Decambrais sacudió la cabeza.
– Damas no es capaz de matar -repitió-. O dejo de ser consejero en cosas de la vida.
– Hágalo. Danglard ya se ha comido su camisa. Damas ha confesado, Decambrais. Todo. Excepto el nombre de las víctimas restantes, cuya muerte inminente espera con júbilo.
– ¿Dijo haberlos matado él mismo?
– No -reconoció Adamsberg-. Dijo que las pulgas apestadas los habían matado.
– Si la historia es verdad -dijo Lizbeth-, no voy a echarle la culpa.
– Vaya a verlo si quiere, Decambrais. A él y a su «Mané», como él la llama. Le confirmará todo lo que acabo de contarle. Vaya, Decambrais. Vaya a escucharle.
Un silencio pesado se hizo en torno a la mesa. Bertin se había olvidado de hacer sonar el trueno. A las ocho y veinticinco, espantado, golpeó con un puño la pesada placa de cobre. El sonido gimió, siniestro, concluyendo apropiadamente la atroz historia de los viejos tiempos de Arnaud Damas Heller-Deville.
Una hora más tarde, la información había sido más o menos asimilada, en fragmentos indigestos, y Adamsberg vagaba por la plaza con un Decambrais alimentado y más tranquilo.

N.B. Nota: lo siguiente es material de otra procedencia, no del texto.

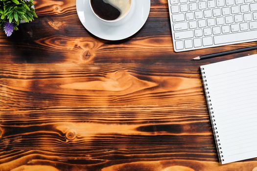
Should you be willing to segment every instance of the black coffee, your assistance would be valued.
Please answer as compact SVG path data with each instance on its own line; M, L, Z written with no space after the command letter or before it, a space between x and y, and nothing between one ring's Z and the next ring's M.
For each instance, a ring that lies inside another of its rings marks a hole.
M131 0L90 0L93 11L100 18L115 20L127 14Z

– Es así, Decambrais -decía Adamsberg-. No podemos hacer nada. Yo también lo siento.
– Hay algo que no encaja -dijo Decambrais.
– Es verdad. Hay algo que no encaja. El carbón.
– Ah, ¿lo sabe?
– Una enorme metedura de pata para un pestólogo experto -murmuró Adamsberg-. Y tampoco estoy seguro de que los tres tipos que quedan por asesinar se salven.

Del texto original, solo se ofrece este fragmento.